In this blog I will talk through my four years at university, whilst reflecting on my experiences to share tips I've picked up from my time here at Bath.

Left: Callie as a first-year student standing inside a room. Right: Callie on graduation day standing by flowers.
From volunteering fresher (November 2015) to fully-fledged graduate (July 2019)


University beginnings

As like most university students, my first year began with Freshers’ Week. Also like most others, I had many concerns about settling in and the daunting years of university ahead of me.

  • Adulting to keep yourself alive – There’s so much to say for adult life. The main skills I would tell you to be familiar with are cooking, washing clothes and budgeting. Ask your family for advice and know that there is plenty of information online to help guide you.
  • Start earning – I would recommend getting a part-time job, especially if finances are of concern to you. Your first year would be the most manageable time as many universities offer work on campus. Here at Bath, almost all bar/restaurant staff are current students earning money.
  • Be ready to mingle - My first tip would be to remember everyone is going through the same experience. For most, it is their first time away from home, living independently and knowing no-one. Please don’t lock yourself away. Your room may feel safer but ultimately, isolation will only make it harder to form new relationships.
A group of smiling students in the club wearing togas/bedsheets.
Toga night of Freshers' week. A group of us from my flat and nearby flats wearing togas (bedsheets) for the annual Freshers' toga night. (September 2015)


Round two of studies

Studying during my second year was harder than I expected. It’s not quite like school where the difficulty increases gradually. Each year at university is a jump up rather than a step up. Despite this, I had some great experiences in the second year: I went on a week-long field course as part of my studies, helped to organise volunteer events and secured a placement for next year.

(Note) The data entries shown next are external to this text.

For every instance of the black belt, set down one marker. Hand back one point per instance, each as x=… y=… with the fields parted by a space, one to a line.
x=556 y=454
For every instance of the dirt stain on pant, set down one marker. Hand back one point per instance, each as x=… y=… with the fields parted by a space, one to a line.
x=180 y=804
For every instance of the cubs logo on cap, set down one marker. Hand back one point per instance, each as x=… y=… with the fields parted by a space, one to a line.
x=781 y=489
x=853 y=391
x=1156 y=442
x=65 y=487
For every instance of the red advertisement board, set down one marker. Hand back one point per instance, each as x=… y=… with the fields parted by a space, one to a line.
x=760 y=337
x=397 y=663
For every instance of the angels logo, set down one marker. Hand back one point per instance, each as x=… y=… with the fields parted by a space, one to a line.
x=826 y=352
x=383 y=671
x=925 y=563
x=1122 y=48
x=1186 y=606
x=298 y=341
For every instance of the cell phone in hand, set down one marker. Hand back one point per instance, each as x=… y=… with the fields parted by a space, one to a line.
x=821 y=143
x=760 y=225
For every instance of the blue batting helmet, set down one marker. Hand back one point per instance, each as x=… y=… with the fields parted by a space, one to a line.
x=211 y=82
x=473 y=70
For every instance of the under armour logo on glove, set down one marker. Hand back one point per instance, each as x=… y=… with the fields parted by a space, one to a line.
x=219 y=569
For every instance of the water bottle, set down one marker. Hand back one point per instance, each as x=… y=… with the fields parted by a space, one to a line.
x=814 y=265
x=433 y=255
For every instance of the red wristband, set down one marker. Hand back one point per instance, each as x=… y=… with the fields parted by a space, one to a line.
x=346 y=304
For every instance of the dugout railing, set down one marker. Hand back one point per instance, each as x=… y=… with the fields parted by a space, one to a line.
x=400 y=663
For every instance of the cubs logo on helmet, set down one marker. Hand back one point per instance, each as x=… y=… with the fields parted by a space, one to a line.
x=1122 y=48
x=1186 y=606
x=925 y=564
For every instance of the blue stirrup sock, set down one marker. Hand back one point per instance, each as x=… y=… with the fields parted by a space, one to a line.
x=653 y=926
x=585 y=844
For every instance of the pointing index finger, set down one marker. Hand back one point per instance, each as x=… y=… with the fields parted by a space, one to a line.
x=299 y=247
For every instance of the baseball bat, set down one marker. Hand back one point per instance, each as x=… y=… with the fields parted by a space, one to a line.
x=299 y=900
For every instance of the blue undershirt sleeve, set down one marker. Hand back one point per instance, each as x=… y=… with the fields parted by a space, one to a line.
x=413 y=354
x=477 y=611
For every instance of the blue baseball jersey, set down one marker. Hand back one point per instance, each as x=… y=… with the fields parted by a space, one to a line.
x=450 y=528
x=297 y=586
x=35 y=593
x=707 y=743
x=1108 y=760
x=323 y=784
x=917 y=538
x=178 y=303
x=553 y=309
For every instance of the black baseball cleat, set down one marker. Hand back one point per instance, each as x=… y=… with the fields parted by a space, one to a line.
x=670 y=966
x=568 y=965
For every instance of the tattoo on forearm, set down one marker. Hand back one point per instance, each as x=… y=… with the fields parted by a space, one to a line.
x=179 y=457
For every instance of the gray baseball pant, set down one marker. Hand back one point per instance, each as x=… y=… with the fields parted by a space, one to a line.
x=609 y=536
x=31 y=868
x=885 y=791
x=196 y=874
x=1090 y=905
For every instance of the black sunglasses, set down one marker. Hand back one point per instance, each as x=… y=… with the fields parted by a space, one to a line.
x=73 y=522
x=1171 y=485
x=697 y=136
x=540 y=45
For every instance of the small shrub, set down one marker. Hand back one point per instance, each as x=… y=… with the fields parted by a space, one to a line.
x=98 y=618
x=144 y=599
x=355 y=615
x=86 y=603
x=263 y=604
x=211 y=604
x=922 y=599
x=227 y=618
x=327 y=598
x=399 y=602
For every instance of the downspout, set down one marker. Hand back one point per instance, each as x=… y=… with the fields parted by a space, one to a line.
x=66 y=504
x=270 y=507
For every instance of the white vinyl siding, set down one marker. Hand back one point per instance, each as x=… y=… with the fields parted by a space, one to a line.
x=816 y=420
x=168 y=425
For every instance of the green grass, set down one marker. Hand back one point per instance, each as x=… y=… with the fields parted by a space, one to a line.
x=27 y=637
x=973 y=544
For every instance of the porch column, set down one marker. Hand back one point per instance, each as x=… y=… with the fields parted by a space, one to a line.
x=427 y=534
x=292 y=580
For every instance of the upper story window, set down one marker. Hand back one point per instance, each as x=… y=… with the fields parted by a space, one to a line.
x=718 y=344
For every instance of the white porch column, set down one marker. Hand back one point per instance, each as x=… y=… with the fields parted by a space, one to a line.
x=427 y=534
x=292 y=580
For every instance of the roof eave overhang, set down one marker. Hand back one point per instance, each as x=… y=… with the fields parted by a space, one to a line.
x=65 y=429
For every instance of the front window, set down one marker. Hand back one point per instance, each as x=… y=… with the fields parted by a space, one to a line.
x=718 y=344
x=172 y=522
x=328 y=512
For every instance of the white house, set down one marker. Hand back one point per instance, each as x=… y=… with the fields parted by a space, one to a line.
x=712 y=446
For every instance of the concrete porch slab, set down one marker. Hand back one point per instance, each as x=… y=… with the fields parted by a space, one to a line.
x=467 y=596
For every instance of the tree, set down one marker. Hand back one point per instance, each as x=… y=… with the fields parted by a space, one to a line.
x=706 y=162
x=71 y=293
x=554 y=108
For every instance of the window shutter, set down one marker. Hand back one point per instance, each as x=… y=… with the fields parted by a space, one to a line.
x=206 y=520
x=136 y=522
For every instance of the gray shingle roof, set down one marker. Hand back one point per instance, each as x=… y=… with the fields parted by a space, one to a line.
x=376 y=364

  • It may be harder than you expect - Academically, I found the step up from first to the second year harder than the step up from A levels to the first year. I then realised how easy we had had it in the first year, where my exams consisted of ticking boxes in multiple-choice questions. Adjusting to hour-long essay questions was a bit of a shock and I felt in the deep end when it came to January exams. Thankfully, I reached out to my family who helped snap me back into the real world and when exam results came out, I had done much better than I thought.
  • Enhance your CV - Throughout my second year, I was both Social Secretary for RAG (our fundraising student group) and Volunteer Liaison Officer. Both roles are great for my CV and gave me extra experience outside of my studies, including developing soft skills that I may not have improved otherwise.
Large group of smiling people in a hall by volunteering signs, one holding a cheque for money raised for charity.
Student volunteers and volunteer staff on our Volunteering Awards night. Many big cheques were given to local charities and a celebration of all the volunteering done by RAG and V-Team at university. (May 2017)


Heading off for the year…

I spent my third year like many students at Bath: for those 12 months, I was away on placement getting real-world experience. My placement year was spend working in the laboratories of The Royal Botanic Gardens, Kew, somewhere I only dreamed of working at during the first year. My placement helped me become more confident in my career choices, and I was even able to get my name on my first scientific paper during my time at Kew.

  • Go somewhere new – Placement year is a great time to experience somewhere new as you're able to move around whilst still having university support. Although I enjoyed the work I did I was also able to learn that London life was not for me. Some students worked abroad for a year, which I’ve only heard positive things about. Many of which are already planning on heading back out to wherever they worked.
  • Grasp new opportunities – A new environment means new opportunities. Make the most of these opportunities, as you may never see them again. Networking is vital in this year, which can boost you above other graduates who have yet to establish a professional network. Because London life was a bit more difficult and hectic for me, I did not take on as many opportunities as I now wish I had. So go out there and make the most of it!
Reeds and tree in front of a building (Jodrell Laboratory).
The Jodrell Laboratory in the Royal Botanic Gardens, Kew. I spent my placement year here working within the labs and enjoying the garden. (June 2018)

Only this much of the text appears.